Enfermedades como el hipotiroidismo, cuyos síntomas no suelen ser tan evidentes, también generan problemas de agresividad en algunos felinos, por lo que serán necesarios exhaustivos exámenes de la tiroides. De igual forma, algunos padecimientos no provocan dolor, como los problemas neurológicos, la leucemia felina, la rabia, entre otras, pero el gato se tornará violento como parte del efecto que estas le producen, o como una manera de evitar que se acerquen a él cuando se siente más vulnerable.

Porque siente miedo

El miedo en el gato es provocado por situaciones que le hacen sentirse amenazado, ante lo cual puede esconderse o ponerse violento. En general, un gato bien socializado no debe sentir miedo ante estímulos normales en su entorno, como el sonido de una bocina o la llegada de una visita al hogar. Sin embargo, sonidos y olores nuevos, así como también mascotas desconocidas, pueden desatar una actitud de recelo, sobre todo si relaciona esos estímulos desconocidos con experiencias negativas (una mascota con la que se ha peleado, por ejemplo). Asimismo, acercarse a ellos de espaldas, los sonidos imprevistos y movimientos bruscos pueden asustarlo y hacer que ataque, pero como un acto reflejo.

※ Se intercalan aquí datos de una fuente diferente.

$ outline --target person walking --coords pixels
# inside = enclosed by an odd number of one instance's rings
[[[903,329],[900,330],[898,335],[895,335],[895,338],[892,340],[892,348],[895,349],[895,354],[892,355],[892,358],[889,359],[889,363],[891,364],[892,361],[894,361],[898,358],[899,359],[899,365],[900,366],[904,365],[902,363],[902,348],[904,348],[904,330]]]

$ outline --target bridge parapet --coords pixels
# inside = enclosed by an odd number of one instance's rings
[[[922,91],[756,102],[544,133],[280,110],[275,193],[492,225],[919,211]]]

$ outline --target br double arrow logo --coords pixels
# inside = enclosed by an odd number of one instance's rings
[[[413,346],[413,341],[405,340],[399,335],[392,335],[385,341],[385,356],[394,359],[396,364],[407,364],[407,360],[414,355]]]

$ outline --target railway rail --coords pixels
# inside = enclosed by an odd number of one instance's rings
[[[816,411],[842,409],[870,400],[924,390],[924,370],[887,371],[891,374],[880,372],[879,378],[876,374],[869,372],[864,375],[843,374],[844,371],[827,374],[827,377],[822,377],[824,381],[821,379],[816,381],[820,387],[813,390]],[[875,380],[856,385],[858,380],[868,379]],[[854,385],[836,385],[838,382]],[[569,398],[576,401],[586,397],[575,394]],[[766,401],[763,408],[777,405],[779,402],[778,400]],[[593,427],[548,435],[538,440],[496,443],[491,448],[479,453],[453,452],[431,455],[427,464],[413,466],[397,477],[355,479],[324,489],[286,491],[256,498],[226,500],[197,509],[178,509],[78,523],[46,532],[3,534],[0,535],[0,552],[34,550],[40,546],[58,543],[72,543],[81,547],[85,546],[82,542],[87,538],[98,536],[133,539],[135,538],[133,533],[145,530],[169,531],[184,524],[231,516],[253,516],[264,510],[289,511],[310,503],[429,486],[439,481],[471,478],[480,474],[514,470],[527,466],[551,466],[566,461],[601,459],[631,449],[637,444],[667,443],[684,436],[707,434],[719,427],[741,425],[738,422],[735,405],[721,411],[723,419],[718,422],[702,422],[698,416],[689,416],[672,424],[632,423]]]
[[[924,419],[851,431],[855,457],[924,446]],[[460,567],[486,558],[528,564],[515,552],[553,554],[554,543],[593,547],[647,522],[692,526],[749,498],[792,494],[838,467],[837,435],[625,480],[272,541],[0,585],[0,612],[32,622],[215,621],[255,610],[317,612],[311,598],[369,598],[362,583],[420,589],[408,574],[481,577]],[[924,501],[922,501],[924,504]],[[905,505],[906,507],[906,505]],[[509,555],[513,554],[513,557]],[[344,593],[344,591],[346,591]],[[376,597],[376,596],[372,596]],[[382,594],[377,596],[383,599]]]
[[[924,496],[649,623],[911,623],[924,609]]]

Por falta de socialización

La socialización es muy importante para los gatos, pues les permite obtener información sobre cómo deben comportarse ante ciertas situaciones. Los gatitos reciben las primeras lecciones sobre socialización de su madre y los hermanos de la camada, con quienes aprenden cómo cazar, cómo jugar y cómo reaccionar ante los diferentes estímulos que se presentan. Es por esto que los gatos asilvestrados son tan desconfiados con los seres humanos: el hombre no se encuentra entre los estímulos a los que se expuso de pequeño, o cuando lo hizo siempre fue en situaciones que le produjeron miedo o le causaron daño. En general, esta causa se da cuando el gato se ha vuelto agresivo con personas desconocidas u otros animales, y no tanto con los miembros habituales del hogar.

Si rescatas a un gatito muy pequeño, lo mejor es que desde el principio le permitas conocer a otras personas y animales, además de tranquilizarlo cuando se asuste con sonidos que son habituales en la zona donde vives, para que pueda conservar la calma en todo momento.